The multiple classification of a document is completed by assigning the relevance of each category it is labeled with. The ith document is classified as in
Table 2.
3. The Proposed GIS-Based Framework
In our framework, the FREDoC model is encapsuled in a GIS-based platform.
In
Figure 3 is schematized the proposed GIS-based framework.
The user of the framework is a decision maker who intends to analyze the distribution in the study area of the relevance of each category and its evolution over time. To analyze its evolution over time, he sets a unitary time interval, the time frame, dividing the survey period of the information into time frames.
The urban study area is partitioned into subzones by the user, who aims to obtain for each time frame a thematic map of the subzones classified by relevance of a specific category.
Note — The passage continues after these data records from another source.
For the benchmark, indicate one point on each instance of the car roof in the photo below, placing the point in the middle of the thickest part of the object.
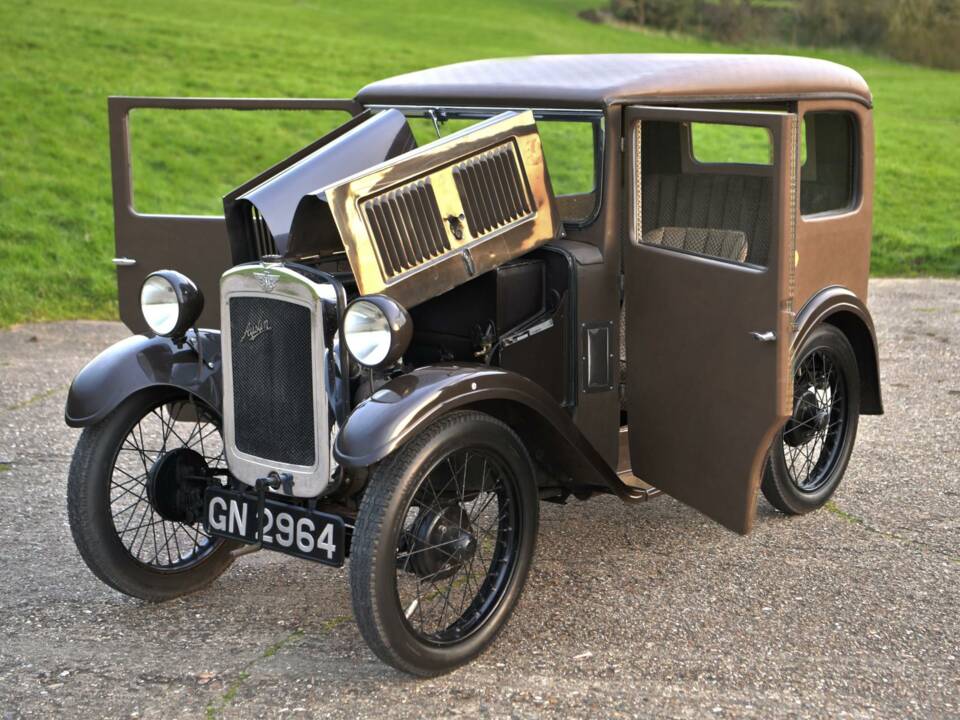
(601, 80)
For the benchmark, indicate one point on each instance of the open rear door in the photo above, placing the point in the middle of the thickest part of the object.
(709, 278)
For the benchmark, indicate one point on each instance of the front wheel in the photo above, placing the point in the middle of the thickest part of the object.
(810, 453)
(444, 539)
(135, 497)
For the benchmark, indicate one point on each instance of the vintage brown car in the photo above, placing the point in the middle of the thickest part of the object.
(625, 274)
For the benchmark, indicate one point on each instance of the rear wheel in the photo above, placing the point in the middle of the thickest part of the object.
(135, 500)
(443, 543)
(810, 454)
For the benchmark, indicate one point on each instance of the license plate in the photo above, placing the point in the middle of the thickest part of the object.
(286, 528)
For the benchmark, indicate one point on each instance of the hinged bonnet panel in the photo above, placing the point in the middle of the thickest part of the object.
(433, 218)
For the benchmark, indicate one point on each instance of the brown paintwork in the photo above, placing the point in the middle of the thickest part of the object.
(197, 246)
(717, 474)
(706, 398)
(605, 80)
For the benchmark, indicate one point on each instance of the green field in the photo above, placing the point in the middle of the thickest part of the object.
(61, 59)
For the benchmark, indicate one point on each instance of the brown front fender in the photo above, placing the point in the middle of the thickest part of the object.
(403, 407)
(840, 307)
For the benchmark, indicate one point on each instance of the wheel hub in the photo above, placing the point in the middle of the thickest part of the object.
(443, 543)
(175, 485)
(807, 421)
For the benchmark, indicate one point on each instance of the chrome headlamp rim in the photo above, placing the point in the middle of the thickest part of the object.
(170, 303)
(377, 330)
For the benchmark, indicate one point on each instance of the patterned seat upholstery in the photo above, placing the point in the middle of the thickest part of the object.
(709, 200)
(728, 244)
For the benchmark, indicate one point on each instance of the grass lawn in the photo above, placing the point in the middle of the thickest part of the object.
(61, 59)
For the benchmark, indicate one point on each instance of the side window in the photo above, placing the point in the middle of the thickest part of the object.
(829, 159)
(713, 143)
(185, 162)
The dictionary of categories is prepared by the user dividing the entities that characterize the problem to be analyzed into categories. For example, in an analysis problem of the reported instability in urban areas, a possible subdivision into categories could be the following:
- -
Disruption on the road
- -
Failure to buildings
- -
Disruption on public green areas
- -
Malfunctions in public lighting
- -
Malfunctions to the sewer system
Terms that refer to a specific category are assigned in the dictionary to that category. Examples of terms related to the disruption on the road category are: pothole, chasm, landslide, pavement, etc. Examples of terms related to the failure to buildings category are: plaster, cornice, gutter, roof, balcony, etc.
Furthermore, the user constructs the fuzzy partition of the relevance of a category, called category relevance fuzzy partition, assigning the number of fuzzy sets and, for each fuzzy set, its membership function and linguistic label.
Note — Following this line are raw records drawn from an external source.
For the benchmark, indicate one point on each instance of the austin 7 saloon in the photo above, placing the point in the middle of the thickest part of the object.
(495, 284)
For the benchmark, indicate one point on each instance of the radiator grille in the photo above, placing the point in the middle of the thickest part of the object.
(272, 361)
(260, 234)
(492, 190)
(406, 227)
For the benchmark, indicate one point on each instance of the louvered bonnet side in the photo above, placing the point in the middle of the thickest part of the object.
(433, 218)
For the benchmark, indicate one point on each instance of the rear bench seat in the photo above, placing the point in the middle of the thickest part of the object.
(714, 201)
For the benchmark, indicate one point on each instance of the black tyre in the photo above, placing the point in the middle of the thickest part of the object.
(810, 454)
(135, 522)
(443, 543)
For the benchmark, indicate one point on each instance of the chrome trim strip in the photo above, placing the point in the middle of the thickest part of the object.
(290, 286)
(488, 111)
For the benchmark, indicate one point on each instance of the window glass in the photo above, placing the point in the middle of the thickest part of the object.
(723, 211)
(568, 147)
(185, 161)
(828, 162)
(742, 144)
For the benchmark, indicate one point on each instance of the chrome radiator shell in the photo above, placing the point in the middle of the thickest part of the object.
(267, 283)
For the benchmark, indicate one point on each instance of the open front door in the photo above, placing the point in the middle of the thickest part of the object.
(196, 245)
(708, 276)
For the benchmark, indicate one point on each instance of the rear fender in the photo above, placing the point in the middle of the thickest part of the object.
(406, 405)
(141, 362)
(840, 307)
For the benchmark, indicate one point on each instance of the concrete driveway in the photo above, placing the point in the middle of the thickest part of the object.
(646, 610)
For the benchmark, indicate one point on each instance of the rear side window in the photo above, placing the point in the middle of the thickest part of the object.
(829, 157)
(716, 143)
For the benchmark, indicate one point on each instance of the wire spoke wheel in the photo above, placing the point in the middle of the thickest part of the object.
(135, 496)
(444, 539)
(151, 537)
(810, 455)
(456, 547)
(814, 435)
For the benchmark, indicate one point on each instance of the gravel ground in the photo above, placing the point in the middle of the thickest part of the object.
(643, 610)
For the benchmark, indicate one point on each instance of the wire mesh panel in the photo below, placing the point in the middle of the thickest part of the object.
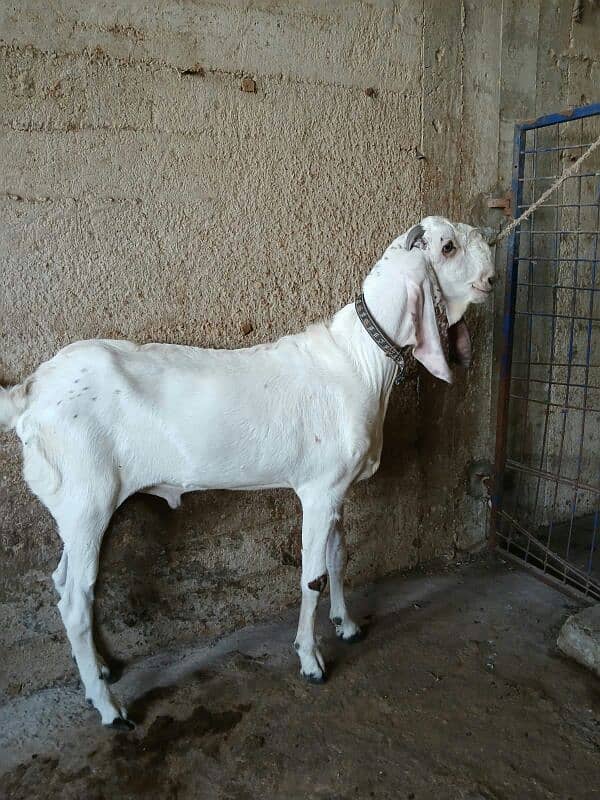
(547, 489)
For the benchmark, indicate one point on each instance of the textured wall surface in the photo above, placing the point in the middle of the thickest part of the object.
(144, 195)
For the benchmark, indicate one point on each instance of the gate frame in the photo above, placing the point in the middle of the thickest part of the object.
(508, 323)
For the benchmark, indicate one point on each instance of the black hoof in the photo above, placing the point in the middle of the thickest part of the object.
(120, 724)
(356, 637)
(313, 678)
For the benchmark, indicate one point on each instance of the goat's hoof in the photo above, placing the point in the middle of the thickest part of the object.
(122, 724)
(357, 636)
(314, 677)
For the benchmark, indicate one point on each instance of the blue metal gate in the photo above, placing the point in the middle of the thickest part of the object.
(546, 504)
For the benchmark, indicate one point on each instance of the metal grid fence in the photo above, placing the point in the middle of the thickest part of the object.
(546, 506)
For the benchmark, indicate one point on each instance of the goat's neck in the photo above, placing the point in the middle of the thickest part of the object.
(385, 296)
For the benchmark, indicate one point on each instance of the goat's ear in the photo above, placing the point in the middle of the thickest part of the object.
(459, 343)
(428, 347)
(414, 238)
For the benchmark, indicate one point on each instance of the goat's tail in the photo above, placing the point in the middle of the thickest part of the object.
(13, 401)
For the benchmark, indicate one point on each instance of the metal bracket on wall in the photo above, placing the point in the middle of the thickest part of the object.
(503, 203)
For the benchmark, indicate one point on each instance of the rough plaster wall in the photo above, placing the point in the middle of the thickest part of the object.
(143, 195)
(549, 63)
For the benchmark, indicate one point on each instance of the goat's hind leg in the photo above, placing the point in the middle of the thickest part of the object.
(82, 534)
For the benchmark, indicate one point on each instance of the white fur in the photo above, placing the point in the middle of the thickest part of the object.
(105, 419)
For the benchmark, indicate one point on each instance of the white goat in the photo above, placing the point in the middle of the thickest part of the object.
(105, 419)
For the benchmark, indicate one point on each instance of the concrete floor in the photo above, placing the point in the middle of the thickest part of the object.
(457, 691)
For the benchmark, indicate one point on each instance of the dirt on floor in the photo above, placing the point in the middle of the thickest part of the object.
(457, 691)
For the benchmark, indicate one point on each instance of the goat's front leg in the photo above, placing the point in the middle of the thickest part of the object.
(82, 536)
(345, 627)
(320, 515)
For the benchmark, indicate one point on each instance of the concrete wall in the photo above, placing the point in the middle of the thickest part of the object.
(145, 195)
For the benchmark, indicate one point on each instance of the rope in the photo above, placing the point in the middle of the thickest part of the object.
(542, 199)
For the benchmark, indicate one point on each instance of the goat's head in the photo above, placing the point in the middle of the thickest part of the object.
(460, 258)
(462, 261)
After constructing the category relevance fuzzy partition, the FREDoC model is executed in order to classify documents constructed by acquiring the reports made by citizens. These reports are made by citizens using institutional or social channels and are connected to the problem to be analyzed; they are collected and grouped by subzone and time frame.
To assign a report to a sub-zone, a geocoding process can be performed in order to georeference the report as a point on the map and assign it to the sub-zone in which it is included. For example, if the report refers to a street address, the geocoding process is implemented by acquiring the toponymic dataset of the study area.
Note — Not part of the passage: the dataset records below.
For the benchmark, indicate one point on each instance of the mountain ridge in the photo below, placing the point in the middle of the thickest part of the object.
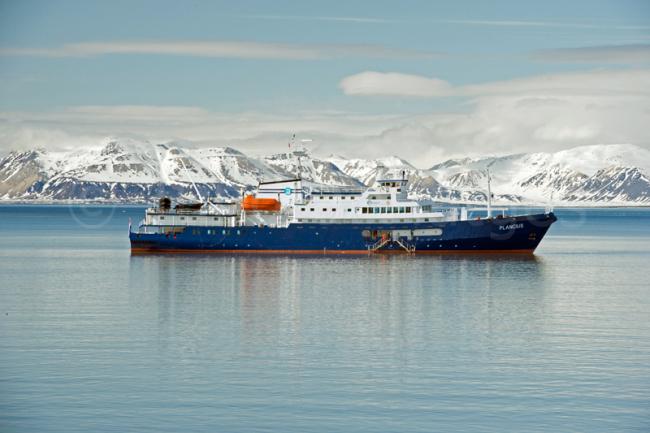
(126, 170)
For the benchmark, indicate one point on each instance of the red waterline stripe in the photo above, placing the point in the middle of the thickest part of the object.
(321, 252)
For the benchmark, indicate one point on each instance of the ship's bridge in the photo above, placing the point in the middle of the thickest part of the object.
(397, 188)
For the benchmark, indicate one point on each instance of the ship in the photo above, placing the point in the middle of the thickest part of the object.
(295, 216)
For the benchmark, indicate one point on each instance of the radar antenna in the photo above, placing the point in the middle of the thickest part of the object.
(191, 180)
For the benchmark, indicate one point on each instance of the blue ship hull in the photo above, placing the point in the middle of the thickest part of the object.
(519, 234)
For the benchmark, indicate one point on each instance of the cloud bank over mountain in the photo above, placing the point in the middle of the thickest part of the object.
(546, 112)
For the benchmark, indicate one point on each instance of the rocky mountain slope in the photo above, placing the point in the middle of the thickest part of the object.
(128, 170)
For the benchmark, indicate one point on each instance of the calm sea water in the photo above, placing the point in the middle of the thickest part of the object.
(94, 340)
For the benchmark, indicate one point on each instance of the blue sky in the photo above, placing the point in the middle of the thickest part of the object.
(278, 61)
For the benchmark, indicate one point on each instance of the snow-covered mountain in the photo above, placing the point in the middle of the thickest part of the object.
(128, 170)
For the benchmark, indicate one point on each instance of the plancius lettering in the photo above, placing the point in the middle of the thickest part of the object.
(512, 226)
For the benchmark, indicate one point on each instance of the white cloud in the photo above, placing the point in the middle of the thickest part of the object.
(541, 113)
(630, 54)
(223, 49)
(546, 24)
(370, 83)
(393, 84)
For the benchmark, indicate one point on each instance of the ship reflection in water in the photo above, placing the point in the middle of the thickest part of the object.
(262, 303)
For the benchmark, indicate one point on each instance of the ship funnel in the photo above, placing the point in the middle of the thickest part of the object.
(165, 204)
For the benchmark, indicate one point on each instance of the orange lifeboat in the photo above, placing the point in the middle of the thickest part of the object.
(251, 203)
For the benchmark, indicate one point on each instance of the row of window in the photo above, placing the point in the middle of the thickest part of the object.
(331, 197)
(311, 209)
(394, 209)
(193, 218)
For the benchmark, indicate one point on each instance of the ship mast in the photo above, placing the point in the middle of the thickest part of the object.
(489, 209)
(191, 180)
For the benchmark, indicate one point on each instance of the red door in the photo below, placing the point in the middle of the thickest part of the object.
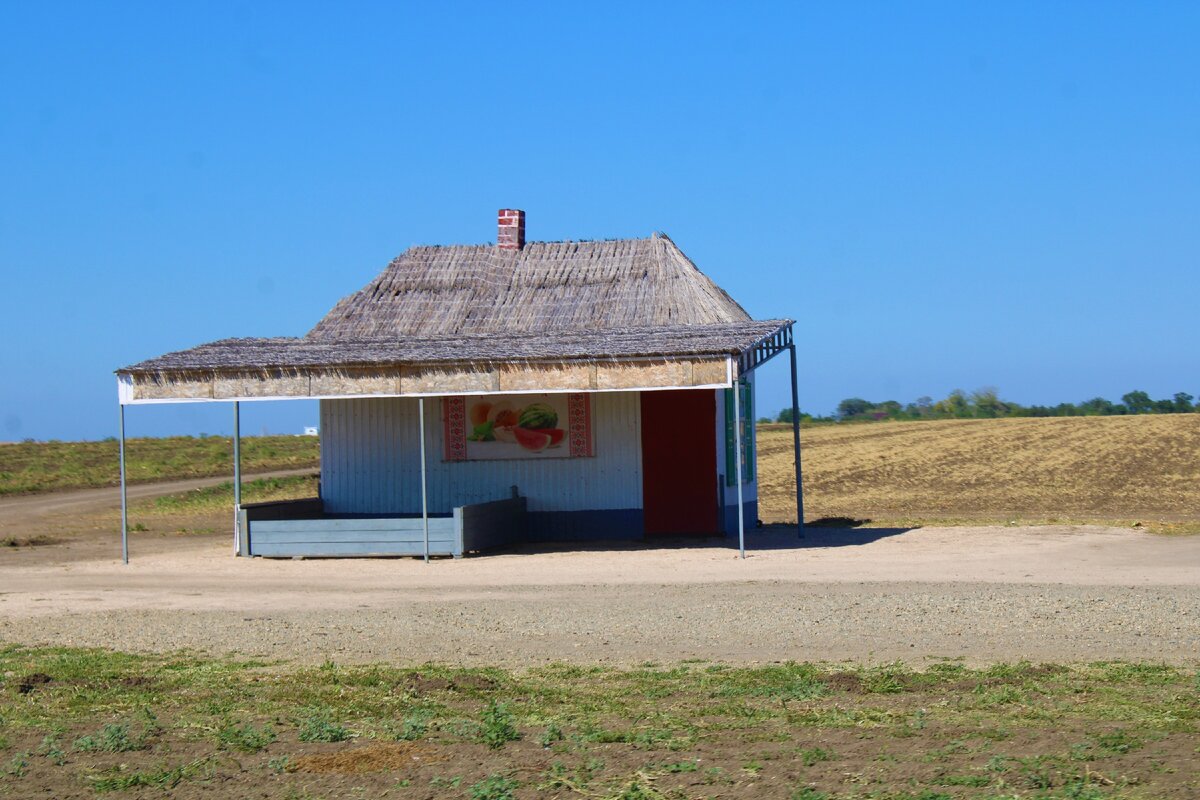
(679, 462)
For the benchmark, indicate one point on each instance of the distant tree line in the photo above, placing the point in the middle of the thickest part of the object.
(985, 403)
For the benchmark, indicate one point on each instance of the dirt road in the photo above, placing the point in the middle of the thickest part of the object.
(978, 594)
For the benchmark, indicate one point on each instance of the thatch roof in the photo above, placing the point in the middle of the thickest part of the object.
(247, 354)
(541, 287)
(551, 316)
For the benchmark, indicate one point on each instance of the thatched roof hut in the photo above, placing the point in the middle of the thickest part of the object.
(547, 360)
(564, 316)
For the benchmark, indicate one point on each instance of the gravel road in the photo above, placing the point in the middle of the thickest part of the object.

FREDoC creates the corpus of documents, filters the terms in the documents, and computes the TF-IDF index values of each category in each document. Then, it classifies the documents, assigning to each category its fuzzy relevance in the document, as in the example in
Table 1.
Unlike the FREDoC framework proposed in [
16], we do not use a relevance threshold, as the aim of our framework is to create thematic maps of the subzones relating to a category and a time frame in which all relevance levels are considered.
Finally, thematic maps of the classified subzones are constructed for each time frame.
Each document refers to a specific subzone and a specific time frame. A thematic map of a category in the study area referred to a time frame is constructed, assigning to each subzone the relevance attributed to the category in the document associated with the subzone and the time frame. In this way, it is possible to analyze the evolution over time of the relevance of a category.
A pseudo-code of the algorithm is shown in Algorithm 1.
Algorithm 1: GIS-based category classification. |
|
The next section shows the results of the application of our framework for the study of the major problems of instability on open spaces and the built environment identified, starting from the reports made by citizens. The study area is made up of the urban fabric of the city of Naples.
The surface of Naples is partitioned into ten municipalities, which are urban areas with functions of organizational and managerial autonomy. Municipalities are able to decide directly on matters that are important for the lives of citizens.
The dataset used in these tests is the archive of citizens’ alarm reports collected by the Civil Protection of the Campania region, a body that protects citizens from damage that may derive from natural events.